One thing not mentioned in the article is, if you work for, say, a US firm in a foreign country, you can play the money market to help your pay.
Note: This is AMAZINGLY risky and not recommended. Do it at your own risk
In 2002, I, a US citizen, was living in Australia, working for an Australian division of a US firm. I was offered a permanent job with the US firm, requiring that I live in Australia. I could A) require that I be paid in US$, or B) require that I be paid in A$. (Australia, like Canada, the US, and others, use dollars and the sign for their currency.) No matter what currency I am paid in, my local taxes would be paid in A. US taxes, would, of course, be paid in US$, however earnings made while living abroad and taxed by that local government for US citizens are not taxed up to approximately US$80,000.
In March 2002, the US$/A$ exchange rate was US$1 = A$1.92. Currently (9/16/03) it is US$1 = A$1.51.
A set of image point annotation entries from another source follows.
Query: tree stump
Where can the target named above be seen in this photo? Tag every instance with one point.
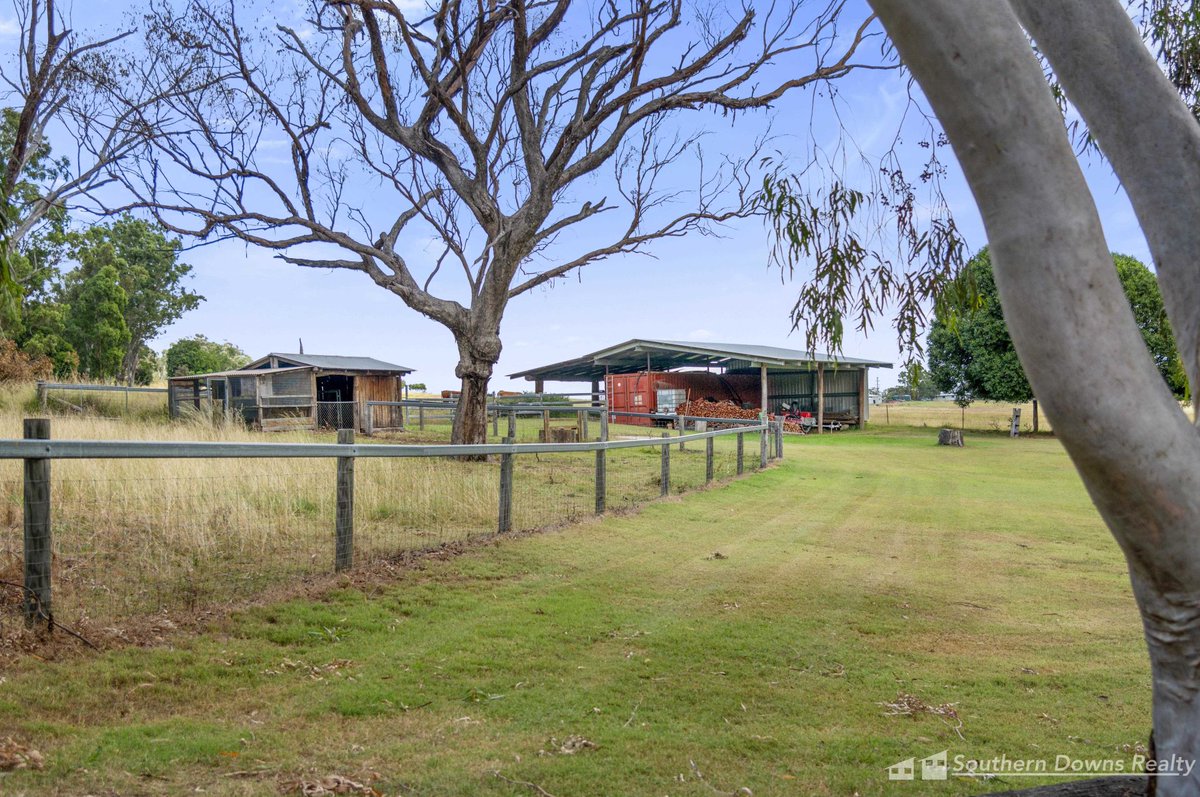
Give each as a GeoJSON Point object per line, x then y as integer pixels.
{"type": "Point", "coordinates": [951, 437]}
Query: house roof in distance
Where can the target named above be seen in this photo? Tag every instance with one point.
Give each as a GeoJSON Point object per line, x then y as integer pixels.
{"type": "Point", "coordinates": [331, 363]}
{"type": "Point", "coordinates": [665, 355]}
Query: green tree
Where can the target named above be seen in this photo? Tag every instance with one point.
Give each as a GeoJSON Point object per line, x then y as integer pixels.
{"type": "Point", "coordinates": [45, 334]}
{"type": "Point", "coordinates": [198, 354]}
{"type": "Point", "coordinates": [971, 353]}
{"type": "Point", "coordinates": [148, 268]}
{"type": "Point", "coordinates": [95, 319]}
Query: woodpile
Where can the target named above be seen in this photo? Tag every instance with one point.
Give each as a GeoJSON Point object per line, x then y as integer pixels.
{"type": "Point", "coordinates": [715, 409]}
{"type": "Point", "coordinates": [726, 409]}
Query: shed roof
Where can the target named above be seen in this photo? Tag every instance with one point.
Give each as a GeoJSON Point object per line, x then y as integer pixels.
{"type": "Point", "coordinates": [664, 355]}
{"type": "Point", "coordinates": [238, 372]}
{"type": "Point", "coordinates": [333, 363]}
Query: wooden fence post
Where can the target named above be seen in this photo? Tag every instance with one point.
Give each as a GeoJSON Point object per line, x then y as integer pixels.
{"type": "Point", "coordinates": [762, 444]}
{"type": "Point", "coordinates": [37, 529]}
{"type": "Point", "coordinates": [343, 553]}
{"type": "Point", "coordinates": [708, 460]}
{"type": "Point", "coordinates": [505, 520]}
{"type": "Point", "coordinates": [665, 477]}
{"type": "Point", "coordinates": [601, 481]}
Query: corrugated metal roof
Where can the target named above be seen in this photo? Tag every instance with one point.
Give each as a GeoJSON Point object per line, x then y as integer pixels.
{"type": "Point", "coordinates": [240, 372]}
{"type": "Point", "coordinates": [335, 363]}
{"type": "Point", "coordinates": [640, 354]}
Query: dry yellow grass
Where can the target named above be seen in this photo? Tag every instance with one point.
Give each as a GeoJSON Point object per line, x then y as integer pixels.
{"type": "Point", "coordinates": [137, 535]}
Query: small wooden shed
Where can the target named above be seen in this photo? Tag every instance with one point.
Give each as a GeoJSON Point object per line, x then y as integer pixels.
{"type": "Point", "coordinates": [297, 391]}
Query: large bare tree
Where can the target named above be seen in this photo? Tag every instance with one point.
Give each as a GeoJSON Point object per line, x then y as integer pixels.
{"type": "Point", "coordinates": [492, 131]}
{"type": "Point", "coordinates": [1135, 449]}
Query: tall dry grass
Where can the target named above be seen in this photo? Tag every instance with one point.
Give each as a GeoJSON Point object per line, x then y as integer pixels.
{"type": "Point", "coordinates": [141, 535]}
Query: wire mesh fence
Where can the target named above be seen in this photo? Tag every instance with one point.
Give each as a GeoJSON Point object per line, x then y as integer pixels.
{"type": "Point", "coordinates": [102, 401]}
{"type": "Point", "coordinates": [135, 537]}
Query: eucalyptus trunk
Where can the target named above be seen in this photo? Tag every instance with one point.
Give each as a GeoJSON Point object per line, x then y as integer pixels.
{"type": "Point", "coordinates": [1135, 450]}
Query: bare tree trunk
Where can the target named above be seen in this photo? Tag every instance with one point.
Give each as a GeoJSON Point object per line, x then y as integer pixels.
{"type": "Point", "coordinates": [478, 353]}
{"type": "Point", "coordinates": [471, 420]}
{"type": "Point", "coordinates": [1056, 283]}
{"type": "Point", "coordinates": [130, 365]}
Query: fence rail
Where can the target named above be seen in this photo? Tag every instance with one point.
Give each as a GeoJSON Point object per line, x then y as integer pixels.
{"type": "Point", "coordinates": [617, 473]}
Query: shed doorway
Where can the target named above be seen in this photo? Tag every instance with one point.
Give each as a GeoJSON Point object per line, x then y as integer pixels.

Had I asked for a US$100,000 salary, I would have been making A$192,000 when I started. About a year and a half later, I would have been making A$151,000, a net loss in local pay of A$41,000! The net loss would actually have been greater, as I would have had to change the US$ to A$ with a steadily worsening exchange rate (or change A$ to US$ to pay US$ debts). So, basing my pay on a very favorable US$ when I started could have resulted in my having to modify my living style. On the plus side, my ability to pay US$-based bills has not changed.
Had I asked for an A$200,000 salary (an approximation of the US$100,000 above), as of now I would still be making A$200,000. However, my ability to pay US$ debts has massively increased. I went from making US$104,167 to US$132,450.
Just food for thought. Of course, one has to know that the exchange rate is going to change, and in which direction. This is, as a note, a small description of how currency futures work and why some businesses would want them.